AMDetails are the Gtechniq accredited detailers for The Highlands and Aberdeenshire.

_To find out more on our Single Stage Detail
AMDetails Detailing Services - http://www.amdetailscarcare.co.uk/_

​
After the Single Stage Detail the BMW M4 was then protected with Gtechniq

*GTECHNIQ COATINGS USED*

Gtechniq Crystal Serum (7 Year Guarantee) 
Gtechniq EXO V2

*THEN THE TOTAL SURFACE PROTECTION PACKAGE*

Gtechniq G1 Smart Glass
Gtechniq C5 Wheel Armour (Wheels off Package)
Gtechniq C4 Permanent Trim Restorer
Gtechniq C6 Matte Dash
Gtechniq I1 Smart Fabric
Gtechniq L1 Leather guard

​
*BMW M4 Wheelie Stool Video​*
_To play. Click the image_ :thumb:

If you like the video then please
*SUBSCRIBE*









*
To see more then please check out our Flickr Album
https://flic.kr/s/aHskyCT7wD*​
*Alan* - "_I'm led to believe this is in fact a special order colour that's not M4 specific. Then during the process of fitting all the 'Black Pack' extras the customer chose not to have the majority installed. Making the spec very unique. I LOVE IT. Such a great stance and the deep red & black features really just make the car for me. WEAPON.... looking forward to your thoughts guys - thanks._"


----------



## wd40 (Jun 20, 2007)

Not a fan of red cars as such but that looks amazing ! :thumb:


----------



## fethead (May 12, 2007)

Lovely work and car. I have a question: Do you find that after applying quartz type coatings, CS in the case, that it reduces the appearance of BMW orange peel (not that it removes it, but rather it flattens it)?

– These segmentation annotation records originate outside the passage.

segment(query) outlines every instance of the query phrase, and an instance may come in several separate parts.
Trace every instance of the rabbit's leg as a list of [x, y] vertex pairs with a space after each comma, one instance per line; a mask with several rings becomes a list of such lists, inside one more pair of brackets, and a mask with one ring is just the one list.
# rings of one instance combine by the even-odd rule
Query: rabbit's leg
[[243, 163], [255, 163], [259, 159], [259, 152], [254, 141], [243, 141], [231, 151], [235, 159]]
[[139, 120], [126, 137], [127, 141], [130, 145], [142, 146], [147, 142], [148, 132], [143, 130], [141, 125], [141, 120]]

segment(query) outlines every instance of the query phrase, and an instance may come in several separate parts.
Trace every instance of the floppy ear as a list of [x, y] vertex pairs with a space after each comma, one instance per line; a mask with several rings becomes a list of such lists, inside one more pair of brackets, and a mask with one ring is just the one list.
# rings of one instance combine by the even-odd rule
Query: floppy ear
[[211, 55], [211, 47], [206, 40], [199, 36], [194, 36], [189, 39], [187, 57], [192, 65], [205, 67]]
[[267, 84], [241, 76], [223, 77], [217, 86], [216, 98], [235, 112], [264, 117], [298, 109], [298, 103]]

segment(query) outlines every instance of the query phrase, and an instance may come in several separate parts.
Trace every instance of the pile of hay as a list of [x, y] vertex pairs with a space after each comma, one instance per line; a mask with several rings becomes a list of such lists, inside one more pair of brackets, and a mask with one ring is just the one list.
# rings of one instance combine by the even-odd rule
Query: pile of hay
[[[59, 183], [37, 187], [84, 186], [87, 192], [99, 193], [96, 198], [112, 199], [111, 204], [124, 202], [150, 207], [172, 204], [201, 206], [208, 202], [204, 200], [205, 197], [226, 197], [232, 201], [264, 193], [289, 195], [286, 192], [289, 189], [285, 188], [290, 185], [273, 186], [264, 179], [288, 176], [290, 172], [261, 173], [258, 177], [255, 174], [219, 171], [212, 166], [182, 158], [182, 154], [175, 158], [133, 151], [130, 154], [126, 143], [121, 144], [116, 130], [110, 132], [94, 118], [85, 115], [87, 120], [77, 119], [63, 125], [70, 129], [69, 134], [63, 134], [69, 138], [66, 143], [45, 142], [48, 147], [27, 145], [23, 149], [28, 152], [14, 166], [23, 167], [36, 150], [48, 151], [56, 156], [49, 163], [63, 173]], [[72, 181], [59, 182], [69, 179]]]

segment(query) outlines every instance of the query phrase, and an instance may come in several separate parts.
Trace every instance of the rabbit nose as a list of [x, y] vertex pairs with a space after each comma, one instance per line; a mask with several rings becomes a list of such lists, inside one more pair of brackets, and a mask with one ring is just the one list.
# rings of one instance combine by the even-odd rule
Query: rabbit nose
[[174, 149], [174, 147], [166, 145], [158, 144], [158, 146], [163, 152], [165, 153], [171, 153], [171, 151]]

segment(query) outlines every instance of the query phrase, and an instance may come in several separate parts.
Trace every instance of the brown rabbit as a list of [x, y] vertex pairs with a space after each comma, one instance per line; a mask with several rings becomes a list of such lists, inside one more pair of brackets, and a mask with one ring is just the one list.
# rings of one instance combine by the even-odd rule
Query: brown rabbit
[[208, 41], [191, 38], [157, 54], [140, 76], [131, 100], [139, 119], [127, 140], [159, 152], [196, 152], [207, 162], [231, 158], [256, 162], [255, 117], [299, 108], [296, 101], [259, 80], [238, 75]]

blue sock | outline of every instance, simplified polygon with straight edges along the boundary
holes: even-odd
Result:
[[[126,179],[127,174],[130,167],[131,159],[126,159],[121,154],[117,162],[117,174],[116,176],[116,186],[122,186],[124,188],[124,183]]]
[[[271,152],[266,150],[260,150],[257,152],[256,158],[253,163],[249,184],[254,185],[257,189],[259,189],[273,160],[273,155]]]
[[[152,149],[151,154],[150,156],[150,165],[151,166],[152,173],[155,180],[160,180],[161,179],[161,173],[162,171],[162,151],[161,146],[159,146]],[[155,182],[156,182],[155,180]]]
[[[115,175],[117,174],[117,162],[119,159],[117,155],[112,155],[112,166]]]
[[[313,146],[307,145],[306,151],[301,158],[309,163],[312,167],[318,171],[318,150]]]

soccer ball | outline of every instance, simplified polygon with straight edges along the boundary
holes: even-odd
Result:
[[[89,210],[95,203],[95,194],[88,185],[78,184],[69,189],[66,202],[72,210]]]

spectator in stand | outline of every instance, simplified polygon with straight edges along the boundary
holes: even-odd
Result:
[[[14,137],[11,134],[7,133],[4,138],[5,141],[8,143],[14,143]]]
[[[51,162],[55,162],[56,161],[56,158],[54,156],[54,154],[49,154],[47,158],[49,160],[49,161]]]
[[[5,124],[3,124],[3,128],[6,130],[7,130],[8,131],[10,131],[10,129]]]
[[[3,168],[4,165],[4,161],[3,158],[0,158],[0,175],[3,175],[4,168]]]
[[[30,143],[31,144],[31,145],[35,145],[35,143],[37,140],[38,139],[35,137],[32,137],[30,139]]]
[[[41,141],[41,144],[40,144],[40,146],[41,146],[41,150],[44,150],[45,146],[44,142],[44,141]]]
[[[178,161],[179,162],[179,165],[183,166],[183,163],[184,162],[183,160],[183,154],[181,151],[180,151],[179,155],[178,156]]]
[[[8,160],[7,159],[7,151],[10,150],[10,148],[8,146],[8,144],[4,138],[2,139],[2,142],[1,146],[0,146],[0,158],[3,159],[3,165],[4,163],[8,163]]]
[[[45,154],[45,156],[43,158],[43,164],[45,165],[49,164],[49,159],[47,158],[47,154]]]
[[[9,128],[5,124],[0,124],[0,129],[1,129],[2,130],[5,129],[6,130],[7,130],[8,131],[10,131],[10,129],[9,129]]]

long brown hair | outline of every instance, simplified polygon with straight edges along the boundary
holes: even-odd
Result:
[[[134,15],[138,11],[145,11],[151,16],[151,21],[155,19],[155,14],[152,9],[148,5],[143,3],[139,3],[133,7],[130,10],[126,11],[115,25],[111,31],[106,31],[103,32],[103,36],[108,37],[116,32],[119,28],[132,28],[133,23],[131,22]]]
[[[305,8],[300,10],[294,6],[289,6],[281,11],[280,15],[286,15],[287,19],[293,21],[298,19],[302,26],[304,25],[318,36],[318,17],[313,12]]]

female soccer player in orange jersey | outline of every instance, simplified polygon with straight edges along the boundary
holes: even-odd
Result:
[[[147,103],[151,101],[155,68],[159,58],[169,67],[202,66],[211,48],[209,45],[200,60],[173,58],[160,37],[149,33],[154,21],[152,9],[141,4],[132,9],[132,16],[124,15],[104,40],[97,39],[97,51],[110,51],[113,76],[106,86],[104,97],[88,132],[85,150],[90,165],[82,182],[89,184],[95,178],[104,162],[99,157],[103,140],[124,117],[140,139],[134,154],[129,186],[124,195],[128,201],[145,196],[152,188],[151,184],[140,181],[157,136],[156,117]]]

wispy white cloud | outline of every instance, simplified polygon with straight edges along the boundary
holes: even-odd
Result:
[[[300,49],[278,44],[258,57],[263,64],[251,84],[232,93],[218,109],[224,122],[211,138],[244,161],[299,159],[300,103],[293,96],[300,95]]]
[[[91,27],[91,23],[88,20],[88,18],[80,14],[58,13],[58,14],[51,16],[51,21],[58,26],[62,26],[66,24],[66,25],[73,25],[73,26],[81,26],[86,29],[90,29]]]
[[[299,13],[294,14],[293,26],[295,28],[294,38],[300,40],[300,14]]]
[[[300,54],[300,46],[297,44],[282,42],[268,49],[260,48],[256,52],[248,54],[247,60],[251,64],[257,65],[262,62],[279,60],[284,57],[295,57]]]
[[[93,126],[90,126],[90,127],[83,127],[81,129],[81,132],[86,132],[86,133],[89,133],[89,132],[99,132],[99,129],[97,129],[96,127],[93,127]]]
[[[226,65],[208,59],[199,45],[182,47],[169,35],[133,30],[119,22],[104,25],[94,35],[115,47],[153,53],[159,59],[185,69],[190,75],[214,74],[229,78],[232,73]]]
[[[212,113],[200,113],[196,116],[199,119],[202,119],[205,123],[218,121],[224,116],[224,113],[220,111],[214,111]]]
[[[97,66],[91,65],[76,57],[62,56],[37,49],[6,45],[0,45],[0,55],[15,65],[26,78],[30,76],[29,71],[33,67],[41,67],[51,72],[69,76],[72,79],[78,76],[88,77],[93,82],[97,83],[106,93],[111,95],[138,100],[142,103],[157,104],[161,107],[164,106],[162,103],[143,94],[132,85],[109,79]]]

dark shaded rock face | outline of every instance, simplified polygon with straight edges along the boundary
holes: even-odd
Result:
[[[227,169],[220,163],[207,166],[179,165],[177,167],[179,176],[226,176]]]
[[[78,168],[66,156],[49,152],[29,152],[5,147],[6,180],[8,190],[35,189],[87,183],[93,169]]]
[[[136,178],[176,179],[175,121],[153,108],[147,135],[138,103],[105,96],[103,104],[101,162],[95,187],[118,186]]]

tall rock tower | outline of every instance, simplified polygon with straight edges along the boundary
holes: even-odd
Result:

Thanks and keep up the cracking work.

Richard


----------



## Teufel (Feb 21, 2016)

fethead said:


> Lovely work and car. I have a question: Do you find that after applying quartz type coatings, CS in the case, that it reduces the appearance of BMW orange peel (not that it removes it, but rather it flattens it)?
> 
> Thanks and keep up the cracking work.
> 
> Richard


I applied on my old A3 Gyeon MOHS and on my current car Kamikaze Miyabi both still had their orange peel find the orange peel shows even more .
Why I am planning to wet-sand my hole car with my Rupes Duetto just need a week off of work and some better weather lol.

Great job , the Car looks finally how a new car should look , dealer should take more care of new cars omg.


----------



## chris.t (Jan 18, 2014)

Great work as always Alan This M4 really suits that colour


----------



## AMDetails (Jan 20, 2012)

fethead said:


> Lovely work and car. I have a question: Do you find that after applying quartz type coatings, CS in the case, that it reduces the appearance of BMW orange peel (not that it removes it, but rather it flattens it)?
> 
> Thanks and keep up the cracking work.
> 
> Richard


Sorry Richard,

But we have yet to find a coating that does this. Sanding / Denim so far are the only options we can offer.

Have fun :buffer:

Alan


----------



## Stu Mac (Aug 18, 2014)

Great job on a stunning BM


----------



## chongo (Jun 7, 2014)

Love this colour, it really suits the car. Orange peel is a pain on BMW, you lose a lot of true reflection and the only way round this is machine wet sand or denim. Great work mate he must been over the moon.


----------



## gtechrob (Sep 11, 2006)

great shots Alan :thumb:


----------



## ALANSHR (Jun 29, 2007)

Outstanding, would like to see that on my golf.


----------



## AMDetails (Jan 20, 2012)

ALANSHR said:


> Outstanding, would like to see that on my golf.


Drop us a line sir.
01343 547742

or email us via the website enquiry form.
http://www.amdetailscarcare.co.uk

:wave:


----------



## 6stw (Aug 23, 2014)

Great colour combination, beast of a machine too! 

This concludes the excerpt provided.